Re: Enabling peer to peer device transactions for PCIe devices

From: Jerome Glisse
Date: Thu Jan 05 2017 - 14:54:38 EST


On Thu, Jan 05, 2017 at 12:01:13PM -0700, Jason Gunthorpe wrote:
> On Thu, Jan 05, 2017 at 01:39:29PM -0500, Jerome Glisse wrote:
>
> > 1) peer-to-peer because of userspace specific API like NVidia GPU
> > direct (AMD is pushing its own similar API i just can't remember
> > marketing name). This does not happen through a vma, this happens
> > through specific device driver call going through device specific
> > ioctl on both side (GPU and RDMA). So both kernel driver are aware
> > of each others.
>
> Today you can only do user-initiated RDMA operations in conjection
> with a VMA.
>
> We'd need a really big and strong reason to create an entirely new
> non-VMA based memory handle scheme for RDMA.
>
> So my inclination is to just completely push back on this idea. You
> need a VMA to do RMA.
>
> GPUs need to create VMAs for the memory they want to RDMA from, even
> if the VMA handle just causes SIGBUS for any CPU access.
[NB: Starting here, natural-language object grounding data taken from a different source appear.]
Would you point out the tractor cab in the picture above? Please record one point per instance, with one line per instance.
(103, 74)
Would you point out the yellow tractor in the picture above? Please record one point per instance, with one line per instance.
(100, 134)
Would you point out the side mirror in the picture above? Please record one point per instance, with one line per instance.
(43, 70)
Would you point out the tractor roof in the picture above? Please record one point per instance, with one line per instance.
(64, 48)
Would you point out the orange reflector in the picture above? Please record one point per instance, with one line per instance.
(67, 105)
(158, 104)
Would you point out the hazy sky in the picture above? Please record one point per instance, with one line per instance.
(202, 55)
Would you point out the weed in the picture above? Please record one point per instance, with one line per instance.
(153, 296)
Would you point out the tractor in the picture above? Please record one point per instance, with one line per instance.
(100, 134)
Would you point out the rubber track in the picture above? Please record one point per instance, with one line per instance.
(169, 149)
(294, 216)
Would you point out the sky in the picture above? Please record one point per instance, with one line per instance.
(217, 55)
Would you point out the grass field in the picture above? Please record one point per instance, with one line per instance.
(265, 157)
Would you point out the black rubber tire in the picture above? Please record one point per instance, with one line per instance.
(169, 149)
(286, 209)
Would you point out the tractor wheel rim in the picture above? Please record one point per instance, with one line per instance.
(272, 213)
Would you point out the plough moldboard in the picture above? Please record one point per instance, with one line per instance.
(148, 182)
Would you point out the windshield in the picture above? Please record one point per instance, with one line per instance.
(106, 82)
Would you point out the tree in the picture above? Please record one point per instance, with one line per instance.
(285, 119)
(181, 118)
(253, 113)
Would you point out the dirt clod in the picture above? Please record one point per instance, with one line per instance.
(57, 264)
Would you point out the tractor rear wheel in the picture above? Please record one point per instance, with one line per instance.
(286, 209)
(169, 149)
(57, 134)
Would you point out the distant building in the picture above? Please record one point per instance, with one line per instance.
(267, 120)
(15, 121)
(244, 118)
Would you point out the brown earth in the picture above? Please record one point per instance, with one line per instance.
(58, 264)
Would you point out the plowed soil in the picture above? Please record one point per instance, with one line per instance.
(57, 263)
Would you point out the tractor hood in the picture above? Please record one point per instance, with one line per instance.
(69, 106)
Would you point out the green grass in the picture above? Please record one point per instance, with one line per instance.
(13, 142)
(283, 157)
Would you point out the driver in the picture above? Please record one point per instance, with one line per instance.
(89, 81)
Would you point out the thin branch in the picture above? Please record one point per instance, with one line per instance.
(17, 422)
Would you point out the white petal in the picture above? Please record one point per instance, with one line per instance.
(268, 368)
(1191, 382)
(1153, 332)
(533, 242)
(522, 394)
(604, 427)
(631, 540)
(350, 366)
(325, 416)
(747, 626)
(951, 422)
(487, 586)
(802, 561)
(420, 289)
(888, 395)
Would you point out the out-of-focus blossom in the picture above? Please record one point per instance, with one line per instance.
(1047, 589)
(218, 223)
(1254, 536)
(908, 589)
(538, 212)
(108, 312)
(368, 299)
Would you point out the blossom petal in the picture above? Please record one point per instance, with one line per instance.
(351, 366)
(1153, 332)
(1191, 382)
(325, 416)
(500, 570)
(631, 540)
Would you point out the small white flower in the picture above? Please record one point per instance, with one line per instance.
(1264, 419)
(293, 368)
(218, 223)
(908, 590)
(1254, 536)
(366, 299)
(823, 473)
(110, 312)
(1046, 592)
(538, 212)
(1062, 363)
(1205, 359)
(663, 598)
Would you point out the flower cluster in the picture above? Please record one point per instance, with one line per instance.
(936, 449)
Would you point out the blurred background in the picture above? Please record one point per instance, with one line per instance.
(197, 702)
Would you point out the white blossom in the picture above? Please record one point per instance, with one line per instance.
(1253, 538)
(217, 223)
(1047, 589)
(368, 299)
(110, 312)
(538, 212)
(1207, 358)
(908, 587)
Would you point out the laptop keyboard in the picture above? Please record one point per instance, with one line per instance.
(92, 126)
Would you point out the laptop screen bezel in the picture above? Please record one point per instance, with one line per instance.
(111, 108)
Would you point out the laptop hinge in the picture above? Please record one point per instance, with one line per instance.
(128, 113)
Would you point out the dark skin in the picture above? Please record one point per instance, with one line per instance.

Mellanox and NVidia support peer to peer with what they market a
GPUDirect. It only works without IOMMU. It is probably not upstream :

https://www.mail-archive.com/linux-rdma@xxxxxxxxxxxxxxx/msg21402.html

I thought it was but it seems it require an out of tree driver to work.

Wether there is a vma or not isn't important to the issue anyway. If
you want to enforce VMA rule for RDMA it is an RDMA specific discussion
in which i don't want to be involve, it is not my turf :)

What matter is the back channel API between peer-to-peer device. Like
the above patchset points out for GPU we need to be able to invalidate
a mapping at any point in time. Pining is not something we want to
live with.

So the VMA consideration does not change what i was saying there is
2 cases:
1) device vma (might be restricted to specific userspace API)
2) regular vma (!VM_MIXED and no special pte entry)

For 1) you need back channel it can be per device driver or we can agree
to some common API that can add to vm_operations_struct.

For 2) expectation is that you will have valid struct page but you still
need special handling at the dma API level.

In 1) the peer-to-peer mapping is track at vma level and mediated there.
For 2) it is per page and it is mediated at that level.

In both case on you have setup mapping you need to handle the IOMMU and
the PCI bridge restriction that might apply and i believe that the DMA
API is the place where we want to solve that second side of the problem.

Cheers,
Jérôme